Aquella gente tenía muy claro que la misa era el centro de su vida, que la eucaristía no era un «cumplo y miento» (cumplimiento lo llamamos hoy), una tradición bonita pero que no nos afecta, que no nos supone nada, algo que está muy bien para una Primera Comunión pero no para sucesivas y comprometedoras comuniones. Era más mucho más.
Comulgar es recibir el Cuerpo de Cristo, no un simulacro, y recibir el Cuerpo de Cristo exige vivir en gracia de Dios, confesar los propios pecados cada vez que haga falta, tratar a Dios como a un verdadero Padre y a Jesucristo como al Pan de Vida. Cualquiera con dos dedos de frente reconoce que recibir a Cristo lleva implícito la lucha por una vida limpia y una devoción sincera y sencilla. Por eso, aquellos primeros cristianos del norte de África llegaron a ver en la eucaristía algo vital, sustancial, esencial en su vida. Y se dejaron matar. Eran 49. Fueron asesinados, confirmando su fe en la Eucaristía. Murieron pero vencieron.
Hoy es el día del Corpus, que nuestro obispo ha definido como «momento muy importante para los cristianos». Una de las fiestas religiosas más alegres del año. Por la dichosa y bienaventurada pandemia no podremos salir en procesión por nuestras calles y plazas, acompañando al Señor en la custodia.

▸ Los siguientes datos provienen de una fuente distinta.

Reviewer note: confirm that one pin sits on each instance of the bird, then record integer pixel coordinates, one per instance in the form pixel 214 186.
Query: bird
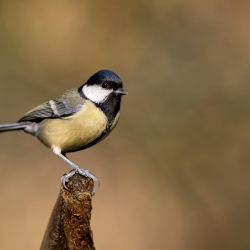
pixel 75 120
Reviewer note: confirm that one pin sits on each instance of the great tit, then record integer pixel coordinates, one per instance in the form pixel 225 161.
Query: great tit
pixel 77 119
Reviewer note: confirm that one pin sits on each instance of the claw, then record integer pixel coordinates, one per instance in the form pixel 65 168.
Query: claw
pixel 65 178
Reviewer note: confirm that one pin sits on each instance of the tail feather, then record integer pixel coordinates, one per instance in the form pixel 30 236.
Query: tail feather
pixel 13 126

Nuestros niños no arrojarán flores a su paso. Tampoco habrá alfombras primorosas. Pero no pasa nada. Rezaremos y comulgaremos con más sentido que nunca y lo haremos muy bien observando los protocolos sanitarios como lo venimos haciendo, mejor que ninguna otra institución.
Este año toca adorar –esta es la palabra adecuada– al Señor Eucaristía dentro del recinto del templo. Hagámoslo con cariño, con reciedumbre, con la mayor alegría.